Origin of information-limiting noise correlations by Kanitscheider, et al. (2015)

Overview of this paper.

Information arriving form the sensory periphery is represented in the activity of neural populations in cortex. The responses of the cells within these populations is correlated. Such correlations can impact the amount of information that can be recovered about a stimulus from the population responses (Zohary, et al. 1994). However, the question of what type of correlations limit the information in a neural population, and where they are likely to originate has not been fully answered. In particular, correlations can (and do) arise from shared feedforward input, recurrent connectivity, and common, population wide modulations. Is any one of these sources primarily responsible for limiting information?

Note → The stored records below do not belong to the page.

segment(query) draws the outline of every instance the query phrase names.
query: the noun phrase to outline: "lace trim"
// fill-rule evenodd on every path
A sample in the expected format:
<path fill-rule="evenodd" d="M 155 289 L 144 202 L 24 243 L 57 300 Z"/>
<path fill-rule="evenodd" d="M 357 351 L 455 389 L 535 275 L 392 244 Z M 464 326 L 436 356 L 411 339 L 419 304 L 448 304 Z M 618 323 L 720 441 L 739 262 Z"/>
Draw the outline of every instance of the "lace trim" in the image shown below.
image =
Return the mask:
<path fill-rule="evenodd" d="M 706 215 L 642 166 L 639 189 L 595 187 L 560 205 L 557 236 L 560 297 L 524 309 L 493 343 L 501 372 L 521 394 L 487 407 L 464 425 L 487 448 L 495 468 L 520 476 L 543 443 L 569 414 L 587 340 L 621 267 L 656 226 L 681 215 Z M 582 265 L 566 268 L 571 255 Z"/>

The present paper builds on earlier work which argues that information limiting correlations are primarily a reflection of peripheral sensory noise (Moreno-Bote, et al. 2014), and suboptimal computatiofiguren (Beck et al. 2012).  The following figure captures the idea of the first paper: The population activity changes as a function of the stimulus as  f(s). This traces out a curve in the space of neural responses (axes correspond to the average activity of each neuron).  The f’f’^T  noise in the figure is due to correlations that prevent the averaging out of noise along the direction of f(s).  These are the correlations that prevent  discrimination between the response to two nearby stimuli, f(s1) and f(s2), since they induce noise that cannot be averaged out. figure2.jpg

The questions is where do these information limiting correlations originate?  To answer this questions the authors construct a simple feedforward network of orientation tuned neurons responding to Gabor patches (see figure on right).  The simplicity of the setup makes it analytically tractable. The covariances can be approximated, allowing for further analytical insights. In particular, the law of total covariance shows immediately that correlations decay with difference in orientation preference, as observed in experiments.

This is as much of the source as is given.